With the Nvidia or GTK4 bug that we live today old terminal could launch and this new cannot.
To install old gnome terminal you would need to layer it?
The Ptyxis terminal is developed by the same person who was already backporting most of the modern features like GTK4 to the Gnome terminal. They created Ptyxis to be more compatible with container environments, which suits the atomic desktops like Silverblue better that have become increasingly popular in the last few years. Ptyxis may become the default terminal for Gnome vanilla overall, but Fedora took a step in advance by already adopting it as the default Fedora terminal for F41.
It should be a drop-in replacement for the earlier Gnome terminal. If you encounter any bugs or issues you can file a bugreport on the Gitlab tracker. The developer is actively working with the Fedora maintainers to fix bugs and optimize compatibility.
The old gnome-terminal
is a legacy-gtk app, and some of the current issues are related to gtk4
apps, as noticed.
Ptyxis is being worked on by the same person who was already mostly maintaining GNOME Terminal (the “old” terminal app), but Ptyxis uses libadwaita and has better support for containers like toolbox, which benefits those using Silverblue and co.
If you’re having issues launching the terminal, you should probably create another thread for that.
Assuming you’re using Atomic, I think so. I haven’t used Atomic in a hot minute, though.
A bigger question might be why not kgx
since it’s what upstream GNOME uses
They’re mostly the same thing (GTK4) even down to how they look, but iirc ptyxis
made mention of being specialized for Containers.
Fedora already decided to diverge from upstream by not shipping Console.

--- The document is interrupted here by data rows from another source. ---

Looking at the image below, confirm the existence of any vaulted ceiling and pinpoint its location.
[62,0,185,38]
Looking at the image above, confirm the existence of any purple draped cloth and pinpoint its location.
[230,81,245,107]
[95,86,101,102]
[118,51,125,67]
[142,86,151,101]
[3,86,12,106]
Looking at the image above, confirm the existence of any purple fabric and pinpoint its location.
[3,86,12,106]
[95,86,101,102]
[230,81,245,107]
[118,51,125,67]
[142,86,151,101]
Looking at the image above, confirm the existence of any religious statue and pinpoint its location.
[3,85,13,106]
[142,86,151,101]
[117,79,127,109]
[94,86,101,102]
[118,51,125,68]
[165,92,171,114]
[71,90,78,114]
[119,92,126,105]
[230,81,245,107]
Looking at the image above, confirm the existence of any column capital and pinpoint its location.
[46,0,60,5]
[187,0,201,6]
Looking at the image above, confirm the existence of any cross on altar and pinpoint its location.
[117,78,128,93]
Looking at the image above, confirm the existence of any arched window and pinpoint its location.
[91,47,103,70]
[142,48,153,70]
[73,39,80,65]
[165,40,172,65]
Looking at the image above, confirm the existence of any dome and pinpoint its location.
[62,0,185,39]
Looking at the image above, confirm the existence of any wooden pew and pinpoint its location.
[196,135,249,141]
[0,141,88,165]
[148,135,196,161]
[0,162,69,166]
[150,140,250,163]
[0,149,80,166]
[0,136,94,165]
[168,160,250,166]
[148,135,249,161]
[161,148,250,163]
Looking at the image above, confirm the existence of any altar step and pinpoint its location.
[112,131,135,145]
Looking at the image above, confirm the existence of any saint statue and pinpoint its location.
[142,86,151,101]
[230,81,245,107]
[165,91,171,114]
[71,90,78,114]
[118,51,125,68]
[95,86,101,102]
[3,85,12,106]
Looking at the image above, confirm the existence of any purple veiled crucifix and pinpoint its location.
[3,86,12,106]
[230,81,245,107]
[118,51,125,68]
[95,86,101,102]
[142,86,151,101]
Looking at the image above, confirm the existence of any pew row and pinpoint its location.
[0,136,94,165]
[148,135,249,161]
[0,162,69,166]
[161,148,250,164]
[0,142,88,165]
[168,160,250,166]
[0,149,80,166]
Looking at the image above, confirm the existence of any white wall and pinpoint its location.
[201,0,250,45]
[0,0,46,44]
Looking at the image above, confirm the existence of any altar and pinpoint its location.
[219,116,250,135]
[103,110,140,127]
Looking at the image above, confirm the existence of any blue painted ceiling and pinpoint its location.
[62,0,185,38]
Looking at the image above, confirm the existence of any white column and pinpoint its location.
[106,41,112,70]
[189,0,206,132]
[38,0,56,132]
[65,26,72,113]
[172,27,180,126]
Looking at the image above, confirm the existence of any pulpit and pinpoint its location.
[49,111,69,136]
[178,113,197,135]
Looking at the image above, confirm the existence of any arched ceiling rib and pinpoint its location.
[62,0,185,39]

Besides both using GTK 4 and libadwaita, they are not similar applications. Console is meant as an “oh no, I’m a novice user who needs a terminal for this very specific and unexpected emergency scenario!”. Console doesn’t have profiles, color schemes, font settings, cursor settings, or any of the other kjghpillion settings that people who use a terminal on the daily want and need.
Added ptyxis
I don’t think I like a new terminal. I just discovered that he doesn’t warn about the ongoing closing process.
If there is a running program Ptyxis will ask if you want to close the window:
There is also an option in the preferences to remember the session:
Having said that, there are many other terminals in the repositories. If Ptyxis doesn’t work well for you, you can try out a few others.

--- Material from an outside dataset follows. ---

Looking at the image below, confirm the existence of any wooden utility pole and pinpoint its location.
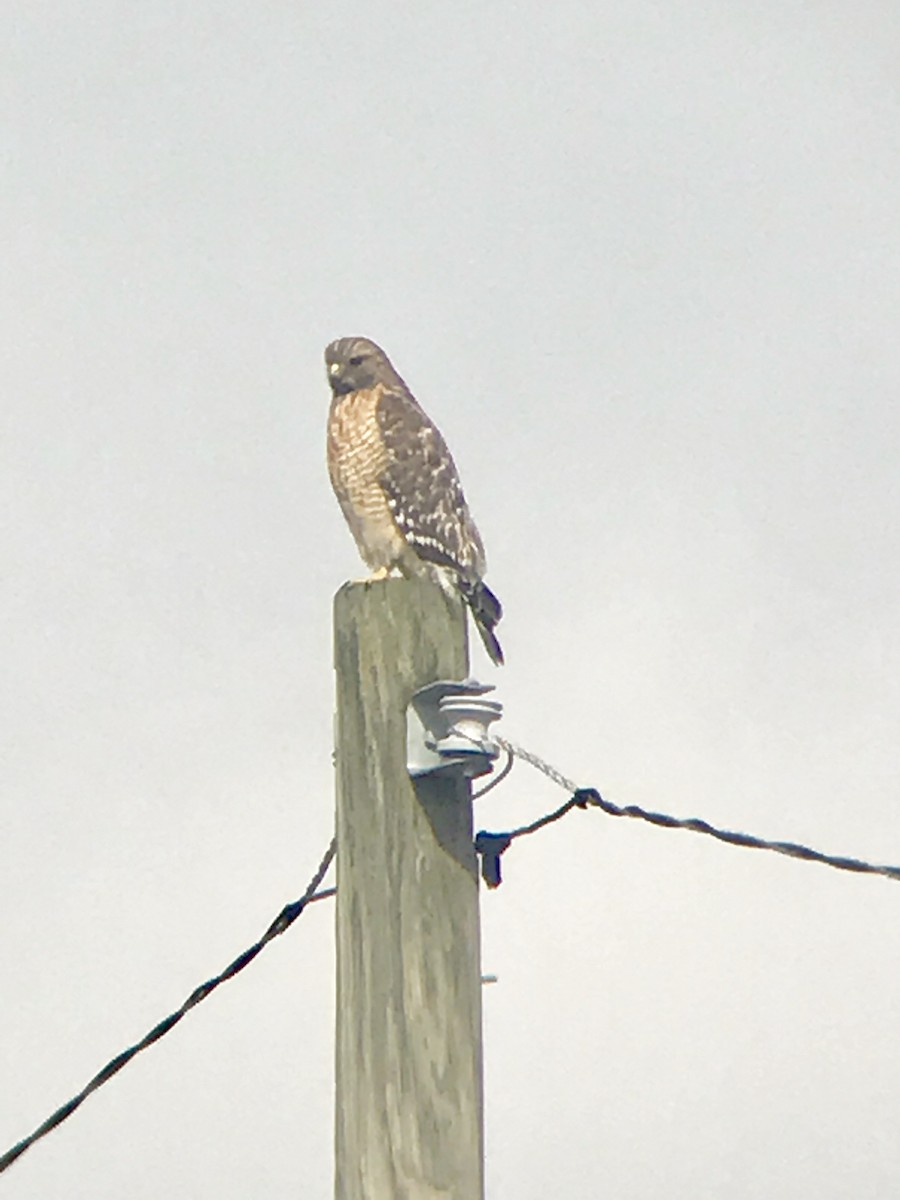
[335,578,484,1200]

Recovering a session only restores tabs, does not resume processes, it is completely different. I’ve run a sh script with a series of rsync. And it does not display the question about closing the window. But maybe it’s a problem because of the update, I haven’t installed the fresh fedora again. Or maybe I found a situation where the window does not appear. This requires further investigation and I may report this as a problem.
It’s standard behaviour. Bash can run interactively or non-interactively, the commands contained in a user script will be run non-interactively which means they will be forked to the background. If you want to avoid that clicking on the window (x) closes the terminal, then you need to run the process in the foreground. You can do this by starting the script with:
$ source myscript.sh
instead of the default
$ ./myscript.sh
When you then click (x) Ptyxis will ask if you want to terminate the script and close the terminal:
So there’s something for it. :D. The old terminal displayed the question. But your advice works. That’s interesting. Thanks a lot.
But that is running in the foreground!?!?
Sounds more like new shell processes are not handled properly:
$ cat >/dev/null
$ sh -c 'cat >/dev/null'
The former asks whether I want to close the window while a command is running, the latter does not.
It’s a bit tricky / confusing.
What Bash does by default if it encounters a shell command or script (shebang) is spawn a new shell process in which it executes that command. So the current shell process which invokes the command does not know the running status of that command.
When using source
Bash will execute the command directly in the current shell process, so the terminal will know that the process is running and will not close the window without confirmation.
But no-one wants to source a script that is executable.
It’s executable for a reason.
This all sounds to me like a bug, I’d suggest reporting it and seeing what the maintainers think.
You can look up 10+ year old stackoverflow threads about this behaviour and you will find roughly the same explanation as i gave:
I’m inclined to agree with @barryascott on this one.
The post you’ve pointed to describes a difference in shell context, not whether or not the subshell process is a child to the current shell.
If the subshell invoked via a shell script in the current shell would die should the current shell be killed, then I think there should be a warning just like any other shell-accessible command.
We have no argument with there being a difference. Bu it’s just a context difference for the shell commands in the script being in a subshell vs in the current shell.
But, for the script, that subshell is itself a command being run by the current interactive shell in the terminal window. If that command will be killed by killing the parent shell, then I think there should be a warning just as there is for any other command.